STUTTGART Nach dem Schlusspfiff explodierte die Stimmung in der Stadt. Meister-Trainer Veh durfte seine Haare behalten.
Von Alexander Sarter
und Marc Schmidt
Torjäger Mario Gomez küsste schon Sekunden nach dem Abpfiff um 17.18 Uhr als erster heimlich die Meisterschale, Kapitän Fernando Meira reckte die Salatschüssel gen Himmel, und aus den Lautsprechern dröhnte der Guns N’ Roses-Hit „Paradise City“: Dieser Titel wurde in der schwäbischen Metropole bis in den Sonntag hinein zum Programm. Der Gewinn der fünften Fußball-Meisterschaft, den der VfB Stuttgart durch ein 2:1 (1:1) gegen Energie Cottbus am letzten Bundesliga-Spieltag perfekt machte, versetzte die Schwaben in einen kollektiven Freudentaumel.
„Wir haben uns alle den Hintern aufgerissen – vom Zeugwart bis zum Präsidenten“, sagte Teammanager Horst Heldt nach einer sensationellen Saison, die der VfB mit dem Vereinsrekord von acht Siegen in Folge und als Meisterteam mit dem niedrigsten Durchschnittsalter seit dem Triumph der Mönchengladbacher im Jahr 1975 beendete. Mit einem Sieg im DFB-Pokalfinale am kommenden Sonnabend (20 Uhr/ARD) gegen den 1. FC Nürnberg könnte der VfB als Krönung sogar noch das erste Double der Clubgeschichte perfekt machen.

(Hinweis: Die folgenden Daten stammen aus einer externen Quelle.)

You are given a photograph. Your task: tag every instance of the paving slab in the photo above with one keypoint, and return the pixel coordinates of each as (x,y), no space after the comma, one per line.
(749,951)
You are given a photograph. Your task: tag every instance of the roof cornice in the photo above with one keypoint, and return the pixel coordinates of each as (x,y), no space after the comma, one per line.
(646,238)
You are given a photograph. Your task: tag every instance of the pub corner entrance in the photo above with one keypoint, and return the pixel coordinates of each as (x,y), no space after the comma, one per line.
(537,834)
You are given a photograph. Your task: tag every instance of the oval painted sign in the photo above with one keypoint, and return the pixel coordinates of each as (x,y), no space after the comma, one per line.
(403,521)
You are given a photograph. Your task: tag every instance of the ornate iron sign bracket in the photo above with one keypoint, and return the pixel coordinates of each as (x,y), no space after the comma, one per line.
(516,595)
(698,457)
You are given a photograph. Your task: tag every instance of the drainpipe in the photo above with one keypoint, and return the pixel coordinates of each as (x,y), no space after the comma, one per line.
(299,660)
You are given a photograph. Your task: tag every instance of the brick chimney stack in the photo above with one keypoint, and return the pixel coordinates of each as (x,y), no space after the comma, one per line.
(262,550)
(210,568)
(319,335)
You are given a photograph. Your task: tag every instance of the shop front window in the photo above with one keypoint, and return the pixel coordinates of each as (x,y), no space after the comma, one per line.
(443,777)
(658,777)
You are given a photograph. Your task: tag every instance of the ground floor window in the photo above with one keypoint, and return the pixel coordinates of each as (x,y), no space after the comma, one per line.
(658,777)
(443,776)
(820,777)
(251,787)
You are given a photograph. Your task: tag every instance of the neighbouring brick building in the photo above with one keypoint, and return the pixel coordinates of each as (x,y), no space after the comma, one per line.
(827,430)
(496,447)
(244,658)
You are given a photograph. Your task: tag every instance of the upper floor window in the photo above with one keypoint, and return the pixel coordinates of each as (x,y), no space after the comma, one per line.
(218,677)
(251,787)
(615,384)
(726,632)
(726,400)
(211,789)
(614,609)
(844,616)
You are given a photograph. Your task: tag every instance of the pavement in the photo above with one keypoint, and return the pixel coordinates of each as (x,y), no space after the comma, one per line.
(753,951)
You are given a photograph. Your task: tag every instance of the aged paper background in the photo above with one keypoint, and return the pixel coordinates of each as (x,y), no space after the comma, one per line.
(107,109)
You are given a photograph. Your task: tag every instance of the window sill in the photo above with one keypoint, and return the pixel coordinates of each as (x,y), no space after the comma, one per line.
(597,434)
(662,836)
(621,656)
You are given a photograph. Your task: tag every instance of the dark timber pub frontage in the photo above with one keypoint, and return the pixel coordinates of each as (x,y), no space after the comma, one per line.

„Wir haben das erreicht, wovon wir immer geträumt haben. Das ist der schönste Tag in meiner Karriere. Wir wurden für unsere Arbeit belohnt“, erklärte der überglückliche Nationalspieler Thomas Hitzlsperger und sprach damit seinen Teamkollegen, die sich nach dem Schlusspfiff auf den scheidenden Nationaltorwart Timo Hildebrand stürzten, aus dem Herzen. Der VfB sorgte in der 44-jährigen Bundesliga-Geschichte für ein Novum: Noch nie stand eine Mannschaft, die als Tabellenletzte in die Saison startete, nach 34 Spieltagen ganz oben.
Als Kapitän Meira um 17.29 Uhr die Schale aus den Händen des Stuttgarter Idols Guido Buchwald erhielt, kannte der Jubel im mit 56 000 Zuschauern ausverkauften Gottlieb-Daimler-Stadion keine Grenzen mehr. Zeitgleich explodierte die Stimmung bei den 50 000 Fans auf dem Schlossplatz. Beim abendlichen Autokorso durch die Stadt wurden die Stuttgarter Helden von geschätzten 250 000 Menschen gefeiert. Für die 5,9 Kilometer vom Stadion bis zum Schlossplatz brauchten die 15 Cabrios dreieinhalb Stunden. „Diese Feier hat sogar noch die Stimmung bei der WM übertroffen“, sagte VfB-Präsident Erwin Staudt. Trotz der Partystimmung hatte Veh schnell klargestellt, dass er sich nicht – wie von den Spielern gefordert – eine Glatze rasieren lassen werde.
Die Auszahlung der 100 000 Euro Meisterschaftsprämie pro Spieler hatten die Stuttgarter, die von der Deutschen Fußball Liga (DFL) als Titelträger vier Millionen Euro aus der Auslandsvermarktung erhalten, Hitzlsperger (27.) und Sami Khedira (63.) zu verdanken. Die beiden VfB-Profis erzielten nach dem Rückstand durch Sergiu Radu (19.) die Treffer und sorgten dafür, dass sich Konkurrent Schalke 04 nur neun Minuten als Meister fühlen durfte.